If our lives have changed over the past few decades, so, too, has the way dwarfism is depicted in popular culture. When Becky was a baby, there was the occasional magazine or television success story about a little person making his or her way in the world. More frequently, though, were stories about Hank the Angry, Drunken Dwarf, a sidekick of Howard Stern’s who has since died. Or midget wrestling. Or midget porn.
Those negative portrayals have all but disappeared. A few years ago you couldn’t flip through the cable channels without coming across TLC’s upbeat series of reality shows on people with dwarfism — Little People, Big World, starring Matt and Amy Roloff, whom I have known for years, and who were interviewed for this book; Little Chocolatiers; and my personal favorite, The Little Couple, whose co-star, Jennifer Arnold, was a pediatrician who was profiled in one of the first magazine stories I read about dwarfism after Becky was born. Peter Dinklage, an actor with dwarfism who has starred in movies such as The Station Agent and in HBO’s fantasy series Game of Thrones, has emerged as a far more positive representative of the dwarf community than poor Hank.
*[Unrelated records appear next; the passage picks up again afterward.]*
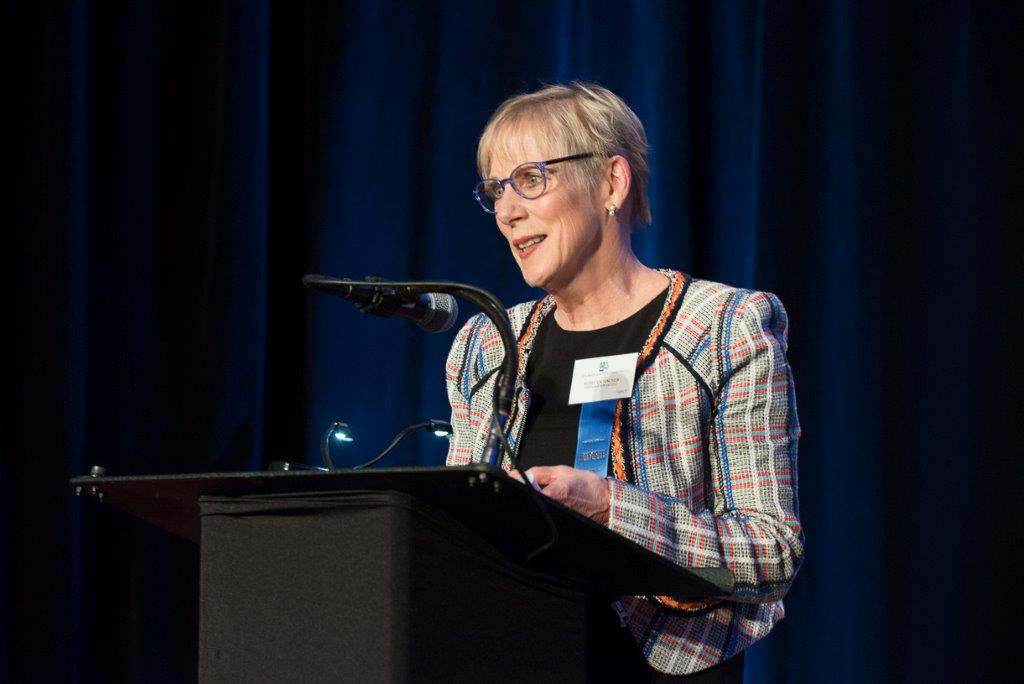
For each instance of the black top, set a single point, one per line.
(549, 436)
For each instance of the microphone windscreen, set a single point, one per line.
(441, 312)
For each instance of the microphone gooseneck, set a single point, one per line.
(431, 311)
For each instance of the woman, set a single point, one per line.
(697, 463)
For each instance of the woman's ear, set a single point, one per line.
(617, 179)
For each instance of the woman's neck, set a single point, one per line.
(607, 294)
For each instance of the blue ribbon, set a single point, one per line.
(594, 437)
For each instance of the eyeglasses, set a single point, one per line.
(528, 180)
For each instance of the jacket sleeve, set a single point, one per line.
(751, 523)
(460, 378)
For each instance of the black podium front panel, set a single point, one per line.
(373, 587)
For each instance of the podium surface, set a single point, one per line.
(434, 574)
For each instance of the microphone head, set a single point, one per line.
(440, 314)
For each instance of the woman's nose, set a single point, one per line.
(509, 208)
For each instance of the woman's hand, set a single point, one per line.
(582, 490)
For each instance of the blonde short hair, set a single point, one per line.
(573, 119)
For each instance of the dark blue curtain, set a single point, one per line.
(173, 170)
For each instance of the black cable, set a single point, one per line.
(326, 445)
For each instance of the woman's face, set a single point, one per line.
(555, 236)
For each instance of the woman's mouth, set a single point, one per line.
(527, 246)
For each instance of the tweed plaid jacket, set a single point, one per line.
(704, 457)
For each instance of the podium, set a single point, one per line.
(395, 574)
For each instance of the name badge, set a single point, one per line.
(597, 384)
(603, 378)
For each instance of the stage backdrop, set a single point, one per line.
(174, 170)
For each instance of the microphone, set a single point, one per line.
(432, 311)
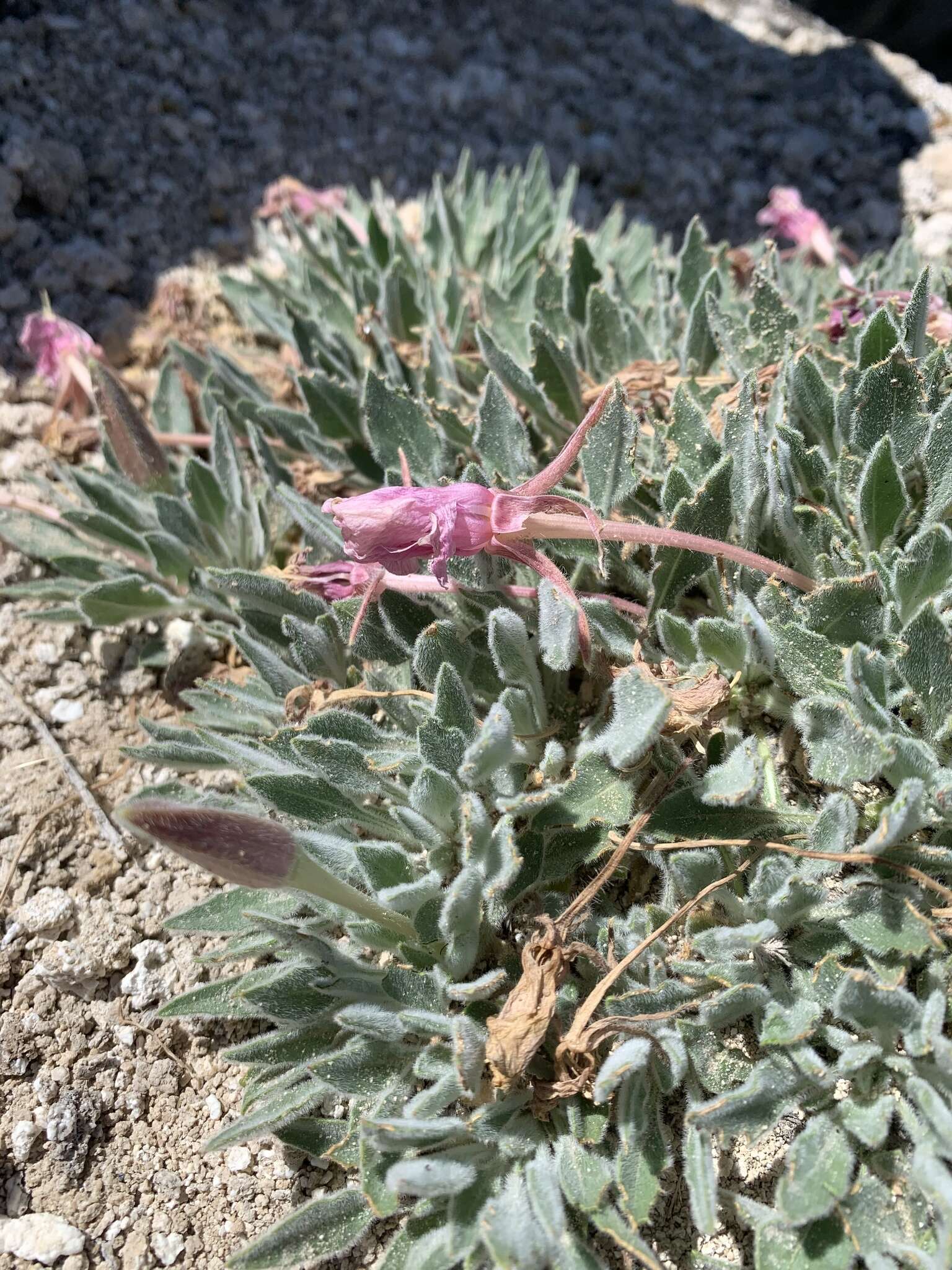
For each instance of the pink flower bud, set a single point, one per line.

And yet the forces of reaction are real. Little People is not a political book. But after eight years of the Obama presidency, a time when we began to take it for granted that an African-American president was in the White House and when tremendous strides were made in areas such as same-sex marriage and transgender equality, it is impossible not to observe that we are now dealing with a very different reality. President Donald Trump has denounced in hateful terms Muslims, immigrants, and anyone who dares to oppose him. He mocked a disabled journalist while a crowd of supporters hooted in delight. In 2018 he even appointed a judge to the D.C. Circuit Court of Appeals who had written several times in support of the humiliating and dangerous practice of dwarf-tossing, arguing that it was a matter of personal choice — never mind that it puts the person tossed at risk of serious injury and holds an entire class of people up to ridicule. For people with disabilities and other differences, this is truly, as Dickens put it, the best of times and the worst of times.
From its inception, this book had two intended audiences: families affected by dwarfism and other disabilities, whom I hoped could learn from our experiences; and a wider readership that might be interested in the history, culture, and science of a rare and little-understood condition.
My original publisher, Rodale, allowed Little People to go out of print a number of years ago. The second edition, which I made available through print-on-demand technology, was released in 2010. This third edition is virtually unchanged except for this Introduction and Becky’s Foreword. Additional content is available at www.littlepeoplethebook.com, where you can find photographs, reviews of and feature stories about the book, and essays about dwarfism that I have written over the years.
Difference creates community, and by far the most rewarding aspect to having a child with dwarfism has been becoming part of the dwarf community — as interesting and engaging a group of people as I have known. We would not have chosen dwarfism for our daughter. Yet we are grateful for the friendships she has made through Little People of America, the leading organization for people with dwarfism and their families. Little People is not just our story, but theirs as well.